CivilMilitary

National Security Space Association’s Plan For the Next President

Image: White House
Image: White House

The next president must boost US capabilities in space to keep pace with China—and Congress should step up and foot the bill, according to a collection of papers released yesterday by a think tank within the National Security Space Association.

The papers—a follow-on to four papers released in August—are intended to be a blueprint for the incoming administration to win the space race with Russia and China. They offer an argument for increasing America’s defense posture in space, as well as a detailed plan to ensure the nation doesn’t lose its technological edge.  

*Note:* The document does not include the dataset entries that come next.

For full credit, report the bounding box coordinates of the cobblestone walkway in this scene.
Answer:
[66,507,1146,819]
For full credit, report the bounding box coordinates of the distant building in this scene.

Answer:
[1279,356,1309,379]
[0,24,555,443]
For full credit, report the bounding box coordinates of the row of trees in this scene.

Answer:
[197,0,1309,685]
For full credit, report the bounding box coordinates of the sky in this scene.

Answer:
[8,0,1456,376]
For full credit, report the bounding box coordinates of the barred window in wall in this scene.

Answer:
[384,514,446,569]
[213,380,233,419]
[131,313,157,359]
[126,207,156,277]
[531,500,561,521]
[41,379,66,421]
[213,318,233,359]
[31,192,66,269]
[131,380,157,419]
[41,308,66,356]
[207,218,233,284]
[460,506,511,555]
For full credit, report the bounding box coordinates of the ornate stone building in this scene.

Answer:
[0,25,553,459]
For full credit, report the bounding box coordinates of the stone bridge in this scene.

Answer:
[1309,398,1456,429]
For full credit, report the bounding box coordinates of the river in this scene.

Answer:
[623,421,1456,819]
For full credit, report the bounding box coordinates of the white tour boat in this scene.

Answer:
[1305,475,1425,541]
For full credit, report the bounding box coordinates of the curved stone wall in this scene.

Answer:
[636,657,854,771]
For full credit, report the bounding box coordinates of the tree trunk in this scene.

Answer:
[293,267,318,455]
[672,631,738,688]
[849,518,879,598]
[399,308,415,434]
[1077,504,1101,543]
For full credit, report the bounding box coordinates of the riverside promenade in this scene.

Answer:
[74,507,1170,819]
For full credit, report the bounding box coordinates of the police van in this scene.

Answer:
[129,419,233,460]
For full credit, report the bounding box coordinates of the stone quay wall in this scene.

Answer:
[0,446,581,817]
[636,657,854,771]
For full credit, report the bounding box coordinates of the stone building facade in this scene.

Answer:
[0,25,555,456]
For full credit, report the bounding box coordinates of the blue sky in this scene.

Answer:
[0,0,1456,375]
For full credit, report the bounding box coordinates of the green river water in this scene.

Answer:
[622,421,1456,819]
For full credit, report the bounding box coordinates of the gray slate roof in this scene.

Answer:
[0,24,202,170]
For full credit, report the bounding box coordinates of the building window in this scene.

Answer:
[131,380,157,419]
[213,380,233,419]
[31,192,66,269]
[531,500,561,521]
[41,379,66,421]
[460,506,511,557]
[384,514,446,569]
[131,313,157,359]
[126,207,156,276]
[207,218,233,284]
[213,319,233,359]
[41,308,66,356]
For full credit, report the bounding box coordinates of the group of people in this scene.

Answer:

Winning the race: “The United States lacks a comprehensive long-term strategy to protect our interests against Chinese aggression in, from, and to space,” Gregory Pejic, an NSSA board member and the former deputy assistant secretary of defense for space policy, wrote in the paper.

The next US president must conduct a review of the country’s space posture, issue a new National Security Space Strategy, and refocus the DoD and intelligence community to make this vision a reality, according to Pejic’s recommendations.

He argued the proposed national space posture review should take the widest possible scope.

  • The president should review all national security space operations within the DoD and intelligence communities.
  • The review should cover all traditional space missions, offensive and defensive capabilities, enabling capabilities (for example, launch, command and control), and data analytics services.
  • It should focus on the full gamut of space operations: in orbit, cislunar space, and supporting ground systems.
  • Lastly, it should be augmented by independent, long-term analysis of trends and risks regarding the US military’s capabilities compared to China’s.

Paying for it: Crucially, the think tank pointed out that US space dominance can only be accomplished by closing budget gaps.

“Adversarial advancements, particularly from China and Russia, have pushed the service’s requirements far beyond its existing budgetary framework,” according to Mike Tierney, NSSA’s head of legislative affairs.

Tierney recommended that the next administration nearly double the Space Force’s annual budget to $45-50B to provide for adequate

  • missile warning and tracking systems to counter ballistic and hypersonic missile threats from Russia and China. The Space Force’s request for $1.2B for these systems has gone unfunded.
  • satellite defense technologies to counter kinetic, directed energy, and cyber-attacks, including $300M for an alternative navigation system to reduce reliance on GPS.
  • rapidly enhanced space domain awareness systems on the ground and in space to track adversarial space assets and enable effective offensive and defensive military operations, including $700M in requested—but unfunded—SATCOM infrastructure.